Infancia recobrada
Si hemos tenido algo de suerte y tuvimos una infancia lo suficientemente decente como para llamarla buena, seguramente tendremos recuerdos que nos pasaremos evocando toda la vida, tan sólo para rescatar el reflejo de aquellas placenteras sensaciones que nos parecerán a la distancia puras y de una intensidad inaudita. Este es el primer pensamiento en forma de sentencia que se me ocurrió ni bien terminé de ver La gran aventura Lego. El siguiente pensamiento fue que necesitaba un cigarrillo. Esto de la evocación de recuerdos es algo que está mucho mejor explicado en En busca del tiempo perdido, de Proust, obra que por ahora preferimos evitar leer, al menos por el resto de nuestras vidas, simplemente porque pasaríamos el tiempo que nos queda de existencia leyendo los recuerdos de Marcel y no podríamos evocar los propios.
En fin, no seremos Proust pero digamos (develando la menor cantidad de detalles argumentales posibles) que el gran acierto de la película de Phil Lord y Christopher Miller es entender la mente infantil con respeto y ternura. Por lo cual nos encontramos en principio con una historia de una lógica anárquica y lúdica, que le da vía libre al sentido del humor sarcástico, que comparte con otras producciones que tienen a los muñequitos lego como protagonistas como Lego Batman: The Movie, pero a la vez, nos ofrece una aventura de mucho ritmo perfectamente construida, con espacio para temas como el amor, la amistad y el heroísmo. Para aquellos que en su infancia tenían un espíritu solitario e imaginativo, como por ejemplo este crítico, el efecto que produce esta película es hermoso y melancólicamente devastador.
Continuamos, haciendo un esfuerzo sobrehumano para evitar hablar del giro importantísimo que tiene la trama. Lord y Miller (que han codirigido la excelente Lluvia de hamburguesas y la buenísima Comando especial), que deben ser unos amantes obsesivos del cine, se apropian de unos cuantos elementos de la cinematografía contemporánea que combinan de manera admirable.

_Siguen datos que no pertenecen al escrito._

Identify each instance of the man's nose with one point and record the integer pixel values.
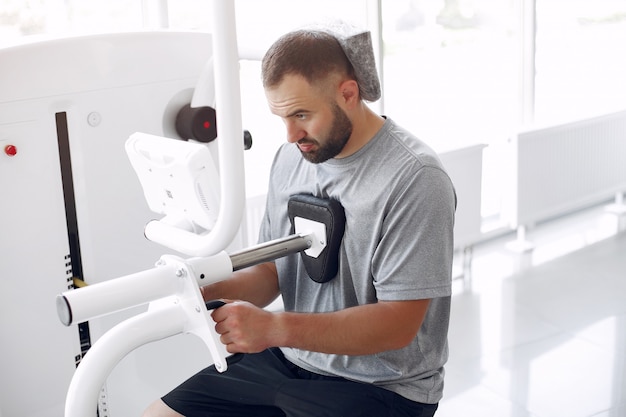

Es demasiado evidente hablar de la influencia del espíritu Pixar sobrevolando todo el film o el tema spielgberiano de la tensión en la relación padre-hijo. Tenemos al protagonista, Emmet, personaje que tranquilamente podría ser protagonista de una comedia de Ben Stiller, un ser genérico del montón que a la fuerza debe encontrar qué hay de especial o propio en él. Por otro lado, hay una cantidad enorme de gags repletos de referencias y homenajes, como la aparición de Batman, que es una burla constante y divertidísima al hombre murciélago de Christian Bale o los gerentes obsesivos que son una clara referencia a los centinelas de Matrix. La autoconciencia desquiciada que hay en La gran aventura Lego es esencial, no sólo para que los chistes funcionen sino también para no dejarnos olvidar de que a fin de cuentas estamos viendo un juego. Los directores parecen querer decirnos que ese espíritu lúdico es lo más importante que debemos rescatar para disfrutar de esta película y de todo básicamente.
La gran aventura Lego reflexiona no sólo sobre lo que es enfrentarse al mundo siendo un niño, sino también sobre la importancia de la imaginación y ese primer contacto con la narración que alguna vez nos hará entender por qué hemos hecho lo que hemos hecho alguna vez. Sin embargo, al terminar de verla, la reacción más lógica al salir de la sala sería alejarnos cantando para adentro “¡todo es increíble!”